In the short term, opinions about technology often follow a compressed form of Laver’s Law:
- Everything just before me was completely broken.
- Everything that comes after me is completely unnecessary.
- Everything I use right now is perfectly fine; stop changing things.
We tend to judge things based on where we started, our personal “Year Zeros.” But what’s “Year Zero” for us isn’t “Year Zero” for others. And in the fullness of time, the good ideas win out and hindsight judges them retrospectively obvious.
In 2020, I learned that it’s always Year Zero when it comes to building websites.
In this framing, 2020 was Year Zero of the Third Age. But what happens in 2021? 2022? What makes me so sure that 2020 was some clear dividing line?
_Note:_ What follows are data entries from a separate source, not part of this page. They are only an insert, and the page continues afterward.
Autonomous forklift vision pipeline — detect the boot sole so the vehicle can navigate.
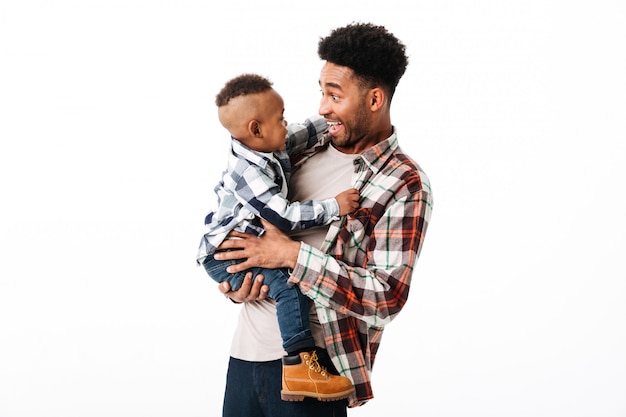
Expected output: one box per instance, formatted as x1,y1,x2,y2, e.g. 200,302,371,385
280,387,354,401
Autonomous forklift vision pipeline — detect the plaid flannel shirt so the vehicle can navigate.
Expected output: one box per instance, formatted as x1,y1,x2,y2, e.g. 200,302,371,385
196,117,339,263
290,121,433,407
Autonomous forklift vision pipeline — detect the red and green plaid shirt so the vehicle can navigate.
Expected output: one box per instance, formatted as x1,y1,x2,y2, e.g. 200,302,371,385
290,124,433,407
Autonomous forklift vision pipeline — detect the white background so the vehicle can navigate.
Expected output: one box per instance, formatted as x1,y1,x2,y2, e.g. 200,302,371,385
0,0,626,417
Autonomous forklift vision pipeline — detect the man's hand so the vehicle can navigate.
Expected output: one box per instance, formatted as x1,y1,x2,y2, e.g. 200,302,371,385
335,188,359,216
219,272,269,303
214,220,300,273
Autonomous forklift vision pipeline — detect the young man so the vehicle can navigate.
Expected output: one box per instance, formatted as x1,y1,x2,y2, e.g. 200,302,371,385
213,24,432,417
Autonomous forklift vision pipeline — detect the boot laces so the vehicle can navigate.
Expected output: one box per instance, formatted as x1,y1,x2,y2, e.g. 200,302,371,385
306,351,326,376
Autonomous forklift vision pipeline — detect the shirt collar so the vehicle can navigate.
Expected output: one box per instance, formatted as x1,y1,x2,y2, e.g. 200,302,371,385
354,127,398,174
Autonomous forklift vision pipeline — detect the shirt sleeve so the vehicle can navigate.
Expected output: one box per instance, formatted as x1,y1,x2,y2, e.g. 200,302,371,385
290,185,432,326
287,116,328,155
235,165,339,231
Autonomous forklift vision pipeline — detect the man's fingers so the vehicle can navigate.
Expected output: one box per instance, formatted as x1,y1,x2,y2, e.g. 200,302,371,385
218,281,230,294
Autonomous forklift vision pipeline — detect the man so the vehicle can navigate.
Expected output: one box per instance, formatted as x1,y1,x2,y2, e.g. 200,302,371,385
212,23,432,417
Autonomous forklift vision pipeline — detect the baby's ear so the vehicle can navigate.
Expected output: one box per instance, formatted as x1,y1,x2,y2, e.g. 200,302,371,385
248,119,262,138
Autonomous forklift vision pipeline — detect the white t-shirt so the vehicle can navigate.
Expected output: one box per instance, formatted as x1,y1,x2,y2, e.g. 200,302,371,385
230,145,357,362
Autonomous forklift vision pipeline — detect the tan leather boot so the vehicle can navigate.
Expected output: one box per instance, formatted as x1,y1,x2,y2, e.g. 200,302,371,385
280,351,354,401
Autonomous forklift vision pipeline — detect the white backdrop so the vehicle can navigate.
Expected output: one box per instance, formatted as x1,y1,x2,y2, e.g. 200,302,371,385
0,0,626,417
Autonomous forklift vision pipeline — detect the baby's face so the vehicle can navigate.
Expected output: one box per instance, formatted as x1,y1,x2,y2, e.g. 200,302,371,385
255,90,287,152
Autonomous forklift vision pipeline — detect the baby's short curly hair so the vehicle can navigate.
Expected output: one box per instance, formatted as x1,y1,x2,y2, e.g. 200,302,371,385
317,23,409,96
215,74,272,107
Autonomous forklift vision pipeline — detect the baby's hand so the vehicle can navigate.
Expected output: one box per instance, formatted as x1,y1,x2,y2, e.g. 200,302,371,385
335,188,359,216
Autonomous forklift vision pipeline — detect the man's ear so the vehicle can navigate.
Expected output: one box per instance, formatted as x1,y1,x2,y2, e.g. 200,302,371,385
368,87,385,111
248,119,263,138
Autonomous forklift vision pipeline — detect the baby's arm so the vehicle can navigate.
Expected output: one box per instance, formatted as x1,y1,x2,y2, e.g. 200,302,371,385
231,166,358,231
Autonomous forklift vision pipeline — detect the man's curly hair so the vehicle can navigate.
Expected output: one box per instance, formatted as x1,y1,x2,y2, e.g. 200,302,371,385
215,74,272,107
317,23,409,96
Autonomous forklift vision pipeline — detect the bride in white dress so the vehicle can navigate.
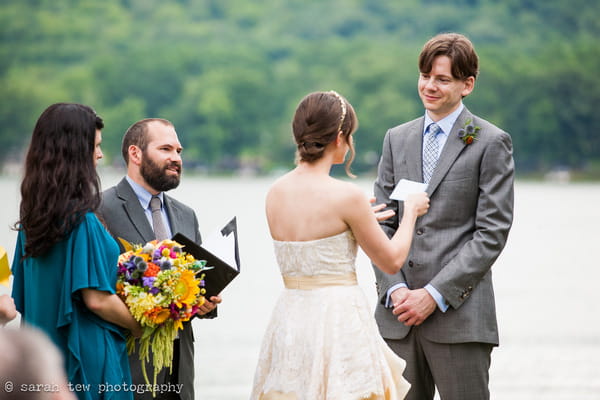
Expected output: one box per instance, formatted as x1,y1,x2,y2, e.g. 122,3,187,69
251,91,429,400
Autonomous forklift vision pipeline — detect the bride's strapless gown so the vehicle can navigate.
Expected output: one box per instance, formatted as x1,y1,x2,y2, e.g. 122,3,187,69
251,231,410,400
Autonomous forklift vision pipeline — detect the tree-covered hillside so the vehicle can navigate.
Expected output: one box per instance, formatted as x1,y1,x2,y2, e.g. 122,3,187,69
0,0,600,173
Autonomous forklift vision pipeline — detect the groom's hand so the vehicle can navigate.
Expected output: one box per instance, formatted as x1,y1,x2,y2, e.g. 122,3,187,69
392,289,436,326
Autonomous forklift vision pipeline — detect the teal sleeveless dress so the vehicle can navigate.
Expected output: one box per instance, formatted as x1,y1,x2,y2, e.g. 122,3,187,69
12,212,133,400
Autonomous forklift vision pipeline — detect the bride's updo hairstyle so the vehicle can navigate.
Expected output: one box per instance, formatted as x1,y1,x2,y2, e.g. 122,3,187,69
292,90,358,177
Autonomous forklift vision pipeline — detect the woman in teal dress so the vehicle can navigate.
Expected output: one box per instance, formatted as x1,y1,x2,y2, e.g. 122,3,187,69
12,103,142,400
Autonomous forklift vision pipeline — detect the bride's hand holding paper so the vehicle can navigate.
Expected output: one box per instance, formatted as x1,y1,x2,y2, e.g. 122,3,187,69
369,197,396,221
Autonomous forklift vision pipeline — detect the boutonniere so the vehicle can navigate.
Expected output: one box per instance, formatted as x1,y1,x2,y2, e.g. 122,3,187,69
458,118,481,144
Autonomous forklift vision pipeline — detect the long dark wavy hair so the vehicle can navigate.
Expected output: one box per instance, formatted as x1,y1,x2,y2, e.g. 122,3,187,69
15,103,104,257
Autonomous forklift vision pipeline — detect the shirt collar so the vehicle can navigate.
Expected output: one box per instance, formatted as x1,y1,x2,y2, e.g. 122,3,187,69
423,101,465,135
125,175,164,210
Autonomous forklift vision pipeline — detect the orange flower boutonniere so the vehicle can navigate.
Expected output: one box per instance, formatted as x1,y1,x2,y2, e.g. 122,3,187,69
458,118,481,144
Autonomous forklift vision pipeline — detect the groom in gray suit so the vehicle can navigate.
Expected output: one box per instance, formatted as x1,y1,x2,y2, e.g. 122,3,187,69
101,118,221,400
374,33,514,400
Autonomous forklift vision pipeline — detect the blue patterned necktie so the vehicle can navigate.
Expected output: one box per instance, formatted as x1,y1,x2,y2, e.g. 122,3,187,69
423,123,442,183
150,196,169,240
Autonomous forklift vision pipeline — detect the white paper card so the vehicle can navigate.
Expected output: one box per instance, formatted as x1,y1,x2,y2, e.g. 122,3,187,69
390,179,427,201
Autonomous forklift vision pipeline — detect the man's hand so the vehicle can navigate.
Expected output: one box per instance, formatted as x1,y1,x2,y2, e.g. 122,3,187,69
391,288,437,326
198,296,222,315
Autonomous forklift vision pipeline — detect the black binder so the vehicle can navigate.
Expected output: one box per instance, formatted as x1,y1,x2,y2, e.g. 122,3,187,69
172,218,240,300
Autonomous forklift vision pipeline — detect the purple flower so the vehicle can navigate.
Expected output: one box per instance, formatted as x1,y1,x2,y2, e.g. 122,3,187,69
142,276,158,290
149,286,160,294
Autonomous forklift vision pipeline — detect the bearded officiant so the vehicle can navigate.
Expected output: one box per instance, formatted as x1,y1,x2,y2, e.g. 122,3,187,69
101,118,221,400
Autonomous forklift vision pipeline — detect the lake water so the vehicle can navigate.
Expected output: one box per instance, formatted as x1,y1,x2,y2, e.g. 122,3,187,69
0,175,600,400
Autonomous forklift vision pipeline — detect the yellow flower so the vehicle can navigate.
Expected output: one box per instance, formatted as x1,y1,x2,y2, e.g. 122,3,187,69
173,270,200,307
145,307,171,325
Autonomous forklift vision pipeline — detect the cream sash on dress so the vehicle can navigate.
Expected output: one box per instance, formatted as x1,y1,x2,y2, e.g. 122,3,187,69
282,272,358,290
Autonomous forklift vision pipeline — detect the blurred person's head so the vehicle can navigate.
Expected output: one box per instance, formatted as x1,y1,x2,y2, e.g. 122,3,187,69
16,103,104,257
121,118,183,194
0,328,76,400
292,91,358,176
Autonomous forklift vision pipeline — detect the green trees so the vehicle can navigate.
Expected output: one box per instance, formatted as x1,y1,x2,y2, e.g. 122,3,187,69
0,0,600,177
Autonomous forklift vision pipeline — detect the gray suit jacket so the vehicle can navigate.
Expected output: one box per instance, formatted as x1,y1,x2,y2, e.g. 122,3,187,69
374,107,514,345
100,178,205,400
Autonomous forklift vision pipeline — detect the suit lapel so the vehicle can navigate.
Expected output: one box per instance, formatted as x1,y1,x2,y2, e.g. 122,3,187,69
405,117,425,182
427,107,473,196
164,194,185,240
117,178,154,242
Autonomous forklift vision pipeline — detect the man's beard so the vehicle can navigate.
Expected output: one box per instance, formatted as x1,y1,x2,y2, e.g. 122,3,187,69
140,154,182,192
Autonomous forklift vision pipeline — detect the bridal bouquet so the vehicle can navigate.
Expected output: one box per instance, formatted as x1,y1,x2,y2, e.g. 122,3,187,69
117,240,207,384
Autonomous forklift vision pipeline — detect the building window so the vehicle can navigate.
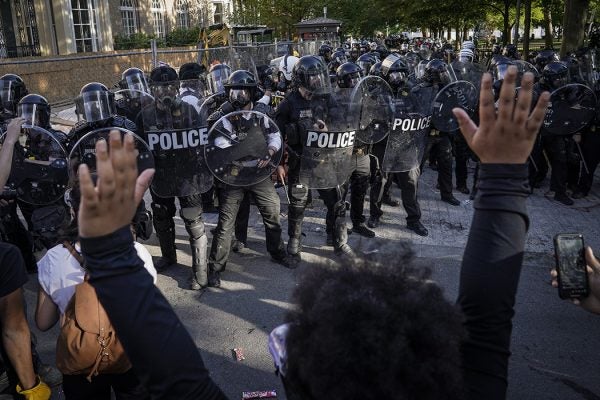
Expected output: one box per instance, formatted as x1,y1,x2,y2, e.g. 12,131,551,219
175,0,190,29
150,0,165,38
119,0,138,36
71,0,99,53
213,3,223,24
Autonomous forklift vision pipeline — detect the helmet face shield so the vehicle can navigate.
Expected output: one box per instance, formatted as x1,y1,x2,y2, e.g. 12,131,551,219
17,104,50,128
229,88,252,108
75,91,116,122
125,74,150,98
0,80,16,110
206,67,231,94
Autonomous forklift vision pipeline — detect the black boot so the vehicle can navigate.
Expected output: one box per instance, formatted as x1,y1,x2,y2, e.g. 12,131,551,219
190,235,208,290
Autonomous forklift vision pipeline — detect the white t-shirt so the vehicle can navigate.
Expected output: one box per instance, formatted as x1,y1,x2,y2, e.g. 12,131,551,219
38,242,156,315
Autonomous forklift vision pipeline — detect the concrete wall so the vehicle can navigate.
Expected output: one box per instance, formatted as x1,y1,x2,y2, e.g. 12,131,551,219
0,47,202,103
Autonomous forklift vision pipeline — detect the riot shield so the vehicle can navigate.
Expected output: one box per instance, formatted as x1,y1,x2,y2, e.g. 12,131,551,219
431,81,479,132
69,127,154,174
381,92,431,172
544,83,596,135
204,111,283,187
288,90,358,189
0,125,69,205
142,82,213,197
350,76,394,144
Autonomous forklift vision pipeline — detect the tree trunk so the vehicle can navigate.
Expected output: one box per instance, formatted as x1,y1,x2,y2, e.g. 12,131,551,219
542,2,554,49
560,0,590,57
523,0,531,60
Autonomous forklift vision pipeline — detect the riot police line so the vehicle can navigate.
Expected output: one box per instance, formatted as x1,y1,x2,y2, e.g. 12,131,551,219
0,42,599,289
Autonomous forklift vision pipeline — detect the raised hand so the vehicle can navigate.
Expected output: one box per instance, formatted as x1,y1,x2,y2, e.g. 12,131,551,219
452,66,550,164
79,131,154,238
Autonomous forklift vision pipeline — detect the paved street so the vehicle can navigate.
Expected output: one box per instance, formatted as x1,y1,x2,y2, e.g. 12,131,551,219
21,162,600,400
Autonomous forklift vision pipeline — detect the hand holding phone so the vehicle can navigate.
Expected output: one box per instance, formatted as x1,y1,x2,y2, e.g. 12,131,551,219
554,233,589,299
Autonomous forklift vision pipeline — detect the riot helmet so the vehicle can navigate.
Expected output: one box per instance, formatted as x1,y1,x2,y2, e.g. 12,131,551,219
179,62,206,81
336,61,364,88
319,44,333,63
502,44,519,60
492,58,514,81
458,49,475,63
375,44,390,60
381,54,409,88
292,56,331,96
423,58,456,85
17,94,50,129
0,74,27,114
75,82,116,123
224,69,258,109
206,64,231,94
279,56,299,82
541,61,569,90
369,61,383,78
356,53,377,75
119,68,150,98
179,62,206,94
150,65,179,108
533,49,558,71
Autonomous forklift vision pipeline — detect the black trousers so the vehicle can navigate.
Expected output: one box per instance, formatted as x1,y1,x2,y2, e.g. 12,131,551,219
421,133,452,198
343,154,371,225
62,368,150,400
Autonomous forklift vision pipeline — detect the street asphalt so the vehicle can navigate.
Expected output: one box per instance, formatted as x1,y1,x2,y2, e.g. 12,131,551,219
21,162,600,400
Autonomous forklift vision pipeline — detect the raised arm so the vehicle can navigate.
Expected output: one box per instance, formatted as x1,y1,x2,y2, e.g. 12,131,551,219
79,132,225,399
454,67,549,400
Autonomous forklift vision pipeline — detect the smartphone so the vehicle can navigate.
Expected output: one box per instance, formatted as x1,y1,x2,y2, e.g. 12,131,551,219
554,233,589,299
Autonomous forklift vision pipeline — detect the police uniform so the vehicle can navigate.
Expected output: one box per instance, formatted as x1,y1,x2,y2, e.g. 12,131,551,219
208,96,288,287
138,101,208,289
276,89,352,257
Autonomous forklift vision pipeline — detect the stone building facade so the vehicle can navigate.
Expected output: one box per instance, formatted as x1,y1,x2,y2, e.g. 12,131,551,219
0,0,233,58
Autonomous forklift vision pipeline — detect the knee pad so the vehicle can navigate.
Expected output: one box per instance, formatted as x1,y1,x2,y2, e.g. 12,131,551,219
179,207,204,240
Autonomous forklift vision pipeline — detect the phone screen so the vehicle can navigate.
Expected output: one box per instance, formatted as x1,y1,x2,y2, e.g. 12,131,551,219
556,235,587,295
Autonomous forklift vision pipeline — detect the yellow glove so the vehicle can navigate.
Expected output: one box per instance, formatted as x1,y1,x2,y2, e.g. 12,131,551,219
17,377,52,400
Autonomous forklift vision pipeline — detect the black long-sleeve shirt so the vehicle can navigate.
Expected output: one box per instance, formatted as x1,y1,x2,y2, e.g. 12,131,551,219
81,226,227,400
458,164,529,400
81,164,529,400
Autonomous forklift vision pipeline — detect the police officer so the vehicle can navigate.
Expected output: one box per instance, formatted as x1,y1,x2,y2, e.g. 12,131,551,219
411,59,460,206
208,70,290,287
0,74,37,272
138,66,208,290
17,94,68,249
533,61,575,206
276,56,353,262
367,55,429,236
336,61,375,239
115,67,150,123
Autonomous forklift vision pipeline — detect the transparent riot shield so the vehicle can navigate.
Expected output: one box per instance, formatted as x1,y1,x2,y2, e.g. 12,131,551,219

Nothing. There’s always room for innovation. New libraries, new frameworks, new build tools, even new languages. Yes, most of these will go nowhere, and yes, we swing back and forth a lot. But it’s the people who believe that web development isn’t done yet that make the future happen. Not those who play armchair quarterback, nor those who see everything in an odious light. I’d rather side with the people who believe it can be Year Zero than the people who believe Year Zero has passed.
“Year Zero” to me also means keeping a beginner’s mindset and constantly re-examining what I think I know. When I first learned web development, I was told that React was the best framework to build sites, Presentational and Container Components was the right way to do React, and that BEM was the right way to structure CSS. As a newcomer at Year Zero, I assumed that any discomfort I felt with the orthodoxy was my fault. Flash forward to this year and and my most popular articles are about Svelte and Tailwind questioning that conventional wisdom. No one gave me permission to do that. It took years to learn that I could dare to disagree with my mentors and give that permission to myself.
I feel this most of all for the newcomers to our industry. Every year there are about ~350k freeCodeCamp, ~100k university and ~35k bootcamp grads. It’s Year Zero for them. Or how about our end users — the millions of non-developers who every year have more of their world consumed by the buggy, slow software we make? It’s Year Zero for them.
It’s also Year Zero for web development in the broader arc of human history. The web is only 30 years old. We’ve had over 300 years refining modern physics, and yet there are still things we know we don’t know. It is such early days for the web.
Let’s stop pretending what we know is absolute truth and that what we have is the end state of things. It’s Always Year Zero.